Sign up to take part
Registered users can ask their own questions, contribute to discussions, and be part of the Community!
Currently I am using one of my columns in the trainingset to weight the samples. To my surprise I saw that these samples are also used to score the test set. As I have created the weights based on occurence in the training set, samples that are not present in the training set are not scored.
Could you elaborate if this is the expected behaviour in DataIKU and if you see an easy way for me to turn it off?
I tried to reproduce your issue but didn't succeed, could you provide a bit more context information to help me ? To start I would need, if possible:
Thanks in advance,
- I have DataIKU version 8.0.2 installed
- I have split the training and test sets already before I open a model SVM-model Recipe. For the Weighing strategy I have selected 'class and sample weights'.

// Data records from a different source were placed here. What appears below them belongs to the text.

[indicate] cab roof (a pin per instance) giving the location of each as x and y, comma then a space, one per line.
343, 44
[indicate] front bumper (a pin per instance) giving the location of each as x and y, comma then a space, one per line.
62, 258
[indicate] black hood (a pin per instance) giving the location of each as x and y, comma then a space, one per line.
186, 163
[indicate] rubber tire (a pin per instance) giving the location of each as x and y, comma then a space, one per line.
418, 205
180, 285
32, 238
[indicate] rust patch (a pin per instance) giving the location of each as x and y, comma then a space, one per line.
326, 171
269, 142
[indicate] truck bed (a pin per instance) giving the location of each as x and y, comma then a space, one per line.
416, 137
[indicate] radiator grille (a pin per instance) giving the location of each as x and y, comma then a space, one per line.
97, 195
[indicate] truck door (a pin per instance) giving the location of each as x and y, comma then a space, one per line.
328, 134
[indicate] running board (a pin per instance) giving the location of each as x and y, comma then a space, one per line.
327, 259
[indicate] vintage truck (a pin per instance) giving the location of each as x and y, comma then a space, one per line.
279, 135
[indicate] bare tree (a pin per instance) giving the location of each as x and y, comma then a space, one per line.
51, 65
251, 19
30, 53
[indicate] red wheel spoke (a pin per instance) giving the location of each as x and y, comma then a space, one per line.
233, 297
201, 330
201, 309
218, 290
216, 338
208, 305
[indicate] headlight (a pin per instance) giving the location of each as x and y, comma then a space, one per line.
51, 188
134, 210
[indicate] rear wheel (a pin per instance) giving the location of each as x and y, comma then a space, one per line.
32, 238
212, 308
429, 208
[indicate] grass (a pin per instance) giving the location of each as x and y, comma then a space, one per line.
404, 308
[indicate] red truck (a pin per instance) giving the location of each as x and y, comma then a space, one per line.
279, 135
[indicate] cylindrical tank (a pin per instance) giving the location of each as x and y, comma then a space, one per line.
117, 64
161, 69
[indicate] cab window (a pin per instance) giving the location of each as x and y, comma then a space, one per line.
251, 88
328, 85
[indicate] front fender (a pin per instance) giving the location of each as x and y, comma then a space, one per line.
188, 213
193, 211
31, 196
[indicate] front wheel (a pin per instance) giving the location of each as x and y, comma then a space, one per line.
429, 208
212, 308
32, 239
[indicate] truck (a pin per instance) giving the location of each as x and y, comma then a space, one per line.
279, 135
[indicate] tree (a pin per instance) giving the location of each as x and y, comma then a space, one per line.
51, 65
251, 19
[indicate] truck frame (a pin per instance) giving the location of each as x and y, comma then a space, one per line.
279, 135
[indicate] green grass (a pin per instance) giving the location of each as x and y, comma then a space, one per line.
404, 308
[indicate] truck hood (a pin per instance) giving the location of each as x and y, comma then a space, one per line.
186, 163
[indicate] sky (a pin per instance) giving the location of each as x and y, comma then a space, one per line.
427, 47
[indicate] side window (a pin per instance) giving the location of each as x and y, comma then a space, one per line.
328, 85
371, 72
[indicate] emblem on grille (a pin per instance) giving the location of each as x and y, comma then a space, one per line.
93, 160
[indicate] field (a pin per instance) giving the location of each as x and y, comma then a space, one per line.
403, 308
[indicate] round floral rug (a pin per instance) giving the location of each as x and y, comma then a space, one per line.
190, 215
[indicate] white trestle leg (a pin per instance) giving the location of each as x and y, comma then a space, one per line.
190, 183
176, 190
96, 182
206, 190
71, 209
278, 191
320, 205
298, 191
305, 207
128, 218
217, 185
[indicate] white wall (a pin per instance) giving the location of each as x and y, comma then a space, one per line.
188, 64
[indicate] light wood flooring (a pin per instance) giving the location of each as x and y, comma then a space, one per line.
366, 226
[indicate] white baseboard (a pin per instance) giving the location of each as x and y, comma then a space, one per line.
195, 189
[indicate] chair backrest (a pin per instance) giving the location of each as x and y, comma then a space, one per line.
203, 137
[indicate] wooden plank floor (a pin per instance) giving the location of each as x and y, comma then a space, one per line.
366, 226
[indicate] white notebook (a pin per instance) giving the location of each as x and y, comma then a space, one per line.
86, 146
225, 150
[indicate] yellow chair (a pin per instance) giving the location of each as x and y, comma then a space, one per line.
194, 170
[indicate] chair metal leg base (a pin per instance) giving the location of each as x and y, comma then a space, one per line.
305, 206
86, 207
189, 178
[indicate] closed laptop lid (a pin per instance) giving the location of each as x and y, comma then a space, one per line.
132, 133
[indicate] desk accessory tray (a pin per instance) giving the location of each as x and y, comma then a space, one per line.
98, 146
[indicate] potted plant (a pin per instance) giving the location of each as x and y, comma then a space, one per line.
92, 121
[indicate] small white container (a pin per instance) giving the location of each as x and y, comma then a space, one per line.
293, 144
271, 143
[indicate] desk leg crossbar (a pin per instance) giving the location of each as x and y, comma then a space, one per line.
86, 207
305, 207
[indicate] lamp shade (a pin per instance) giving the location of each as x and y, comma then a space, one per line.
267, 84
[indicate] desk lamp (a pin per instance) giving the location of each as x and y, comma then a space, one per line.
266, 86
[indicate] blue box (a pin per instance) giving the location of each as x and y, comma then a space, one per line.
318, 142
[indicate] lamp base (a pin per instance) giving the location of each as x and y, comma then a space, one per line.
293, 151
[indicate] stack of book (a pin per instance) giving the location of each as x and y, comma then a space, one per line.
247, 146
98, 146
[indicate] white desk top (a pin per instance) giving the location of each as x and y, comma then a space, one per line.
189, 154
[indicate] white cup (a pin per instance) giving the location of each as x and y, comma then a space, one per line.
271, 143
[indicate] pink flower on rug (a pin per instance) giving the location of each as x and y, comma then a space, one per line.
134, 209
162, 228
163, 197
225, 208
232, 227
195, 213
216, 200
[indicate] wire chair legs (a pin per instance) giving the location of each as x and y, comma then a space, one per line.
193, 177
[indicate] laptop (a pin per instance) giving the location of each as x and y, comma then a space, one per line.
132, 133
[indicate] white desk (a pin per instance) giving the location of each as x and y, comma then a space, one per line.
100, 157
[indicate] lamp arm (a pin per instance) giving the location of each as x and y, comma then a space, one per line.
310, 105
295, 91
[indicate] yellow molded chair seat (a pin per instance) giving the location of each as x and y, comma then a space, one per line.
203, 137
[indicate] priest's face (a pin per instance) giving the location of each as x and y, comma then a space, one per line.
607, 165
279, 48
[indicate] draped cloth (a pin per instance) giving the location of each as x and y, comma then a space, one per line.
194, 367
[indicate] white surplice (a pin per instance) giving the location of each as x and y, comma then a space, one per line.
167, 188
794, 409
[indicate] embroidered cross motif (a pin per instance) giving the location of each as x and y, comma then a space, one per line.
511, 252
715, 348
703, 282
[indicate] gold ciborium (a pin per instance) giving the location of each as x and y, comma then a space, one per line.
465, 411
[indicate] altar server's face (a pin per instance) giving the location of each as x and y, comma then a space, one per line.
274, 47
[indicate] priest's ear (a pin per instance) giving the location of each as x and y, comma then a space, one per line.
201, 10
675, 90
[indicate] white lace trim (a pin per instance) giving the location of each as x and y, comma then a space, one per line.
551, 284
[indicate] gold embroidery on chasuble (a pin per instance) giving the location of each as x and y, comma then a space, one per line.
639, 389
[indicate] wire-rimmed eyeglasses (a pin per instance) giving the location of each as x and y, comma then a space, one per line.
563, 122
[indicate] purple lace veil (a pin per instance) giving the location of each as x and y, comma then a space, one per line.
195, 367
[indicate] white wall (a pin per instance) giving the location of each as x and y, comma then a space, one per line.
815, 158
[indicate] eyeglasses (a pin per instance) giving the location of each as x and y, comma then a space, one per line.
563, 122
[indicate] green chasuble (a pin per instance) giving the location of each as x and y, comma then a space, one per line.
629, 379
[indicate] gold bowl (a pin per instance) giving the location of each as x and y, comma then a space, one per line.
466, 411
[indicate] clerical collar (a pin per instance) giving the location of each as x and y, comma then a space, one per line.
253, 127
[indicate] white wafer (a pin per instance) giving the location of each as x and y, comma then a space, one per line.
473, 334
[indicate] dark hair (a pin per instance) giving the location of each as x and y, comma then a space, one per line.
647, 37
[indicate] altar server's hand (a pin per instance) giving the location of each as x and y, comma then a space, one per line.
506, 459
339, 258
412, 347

- For train and test I have selected 'Explicit extracts from two dataset', with 'no sampling method' for both.
It was already a surprise to me when I didn't select the sample weight column as a feature for my model, but I was not able to train the model, because I got an error message that the column was not present in the test set. After I trained the model and looked into the predicted data I saw the issue.
Thanks for the answer. Just for clarification, is your issue linked to the fact that you have the weights column in the dataset displayed in the "predicted data" tab of your model report ? In this case this dataset is just the test set with the prediction columns added to it, so it's normal that you see your weights column in it.
Have you tried scoring new data using a Score recipe and a dataset that doesn't have the weight column in it ? Works fine on my 8.0.2 instance and the weights column is not needed
Hi Alexandre, You are right if I score the testset in the flow it works as expected.
However then I still think the results showing in the training recipe is a bug. The weights are used to generate the confusion matrix as well, and I suspect this also happens for calculating the metrics to evaluate the test set.